Subway and bus connection in Beijing is rather convenient, so I use the public transport there more than often. Yesterday I took a train with a friend of mine and her family. On some trains in Beijing, you can see how a driver operates a train through a special window in a door. Children love to spend time on a train watching a driver. So is the son of my female friend. He was looking through the window when another boy joined him.
My friend and her husband have been living in Beijing for about 8 years, but they have never studied Chinese properly. As foreigners who do not understand the language and as caring-too-much parents they were thinking: A bigger Chinese boy came to the window. Will he block the view for our boy? Shall we be worried?
In a bit, a mother of the Chinese boy came to the window. ‘Wonderful!’ Will two of them block the view?!
Thankfully, my husband translated the conversation between the Chinese mother and her son. The mother came to the boy to make sure he would not disturb the son of my friend.
-‘Make sure the other boy can see a driver’
-‘I think he can see fine’
Now we looked at the situation differently. What a nice person the woman is! The feeling of discomfort was gone. Why were we so hostile?!
Face expressions and gestures might be understood wrong when it comes to a multicultural society. We had a lesson about gestures in Germany and other countries in the language school for a reason.
As a tourist some of my friends misinterpreted the intentions and actions of people from different countries. My mother was shocked on a subway in China when she was pushed intro a car. She complained about one woman trying to get on a train in front of her. Only after my husband noticed that the woman actually saved a seat for my mother, we changed our perspective on how people act in a crowded subway.

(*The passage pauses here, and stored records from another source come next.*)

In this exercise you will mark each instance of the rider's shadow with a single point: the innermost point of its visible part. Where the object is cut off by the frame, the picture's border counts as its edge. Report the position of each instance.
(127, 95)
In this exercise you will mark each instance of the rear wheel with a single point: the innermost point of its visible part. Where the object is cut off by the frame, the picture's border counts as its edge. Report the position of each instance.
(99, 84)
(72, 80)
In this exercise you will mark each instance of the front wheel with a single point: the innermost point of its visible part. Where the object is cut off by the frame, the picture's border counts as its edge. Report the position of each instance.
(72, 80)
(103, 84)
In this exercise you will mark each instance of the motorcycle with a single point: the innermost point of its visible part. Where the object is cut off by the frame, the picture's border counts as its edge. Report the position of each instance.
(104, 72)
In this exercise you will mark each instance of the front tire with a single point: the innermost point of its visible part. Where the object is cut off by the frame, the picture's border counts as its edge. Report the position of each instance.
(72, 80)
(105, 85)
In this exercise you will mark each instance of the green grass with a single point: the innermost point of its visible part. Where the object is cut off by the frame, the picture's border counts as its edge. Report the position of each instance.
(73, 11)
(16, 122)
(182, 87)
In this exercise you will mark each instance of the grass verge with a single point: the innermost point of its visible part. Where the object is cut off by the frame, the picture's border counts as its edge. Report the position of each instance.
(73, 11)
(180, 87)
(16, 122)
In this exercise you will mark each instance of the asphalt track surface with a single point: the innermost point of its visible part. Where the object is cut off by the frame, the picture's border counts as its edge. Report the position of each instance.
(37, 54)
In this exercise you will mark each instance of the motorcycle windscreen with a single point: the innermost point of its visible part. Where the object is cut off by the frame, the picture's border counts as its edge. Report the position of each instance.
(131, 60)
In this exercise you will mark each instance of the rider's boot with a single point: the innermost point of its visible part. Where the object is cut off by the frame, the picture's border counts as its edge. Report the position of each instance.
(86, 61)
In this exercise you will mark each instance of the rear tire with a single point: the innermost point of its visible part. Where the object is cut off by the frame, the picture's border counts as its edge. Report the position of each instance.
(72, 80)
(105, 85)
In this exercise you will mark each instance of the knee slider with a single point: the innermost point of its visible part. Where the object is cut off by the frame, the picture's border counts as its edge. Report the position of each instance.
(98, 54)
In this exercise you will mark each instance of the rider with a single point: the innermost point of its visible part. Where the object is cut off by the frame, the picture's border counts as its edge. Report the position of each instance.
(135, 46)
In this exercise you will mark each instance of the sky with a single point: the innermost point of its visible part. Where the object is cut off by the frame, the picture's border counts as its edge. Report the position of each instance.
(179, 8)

I was offended when checking out from a hostel in Delhi, because the owner of the hostel made me wait for him, even though he knew I was in a hurry to catch a flight. Instead of accepting a key from me quickly, he chatted with another guest. What about ‘Ladies first!’ I thought. How rude! Later, I was told by an Indian acquaintance that the situation had nothing to do with my gender. Whoever has the money will be served first. I already paid for the hostel and was going to leave. Another guest was about to pay. He was more important.
Speaking another language will also improve your understanding of another culture. Better understanding of another environment will help you to avoid uncomfortable situations.
Let’s remember to be patient and do not judge others quickly. Cultural and language barriers do exist. As guests in other countries we shall be respectful. As citizens who accept guests we shall be friendly. Mutually we can avoid conflicts. At least on a subway train.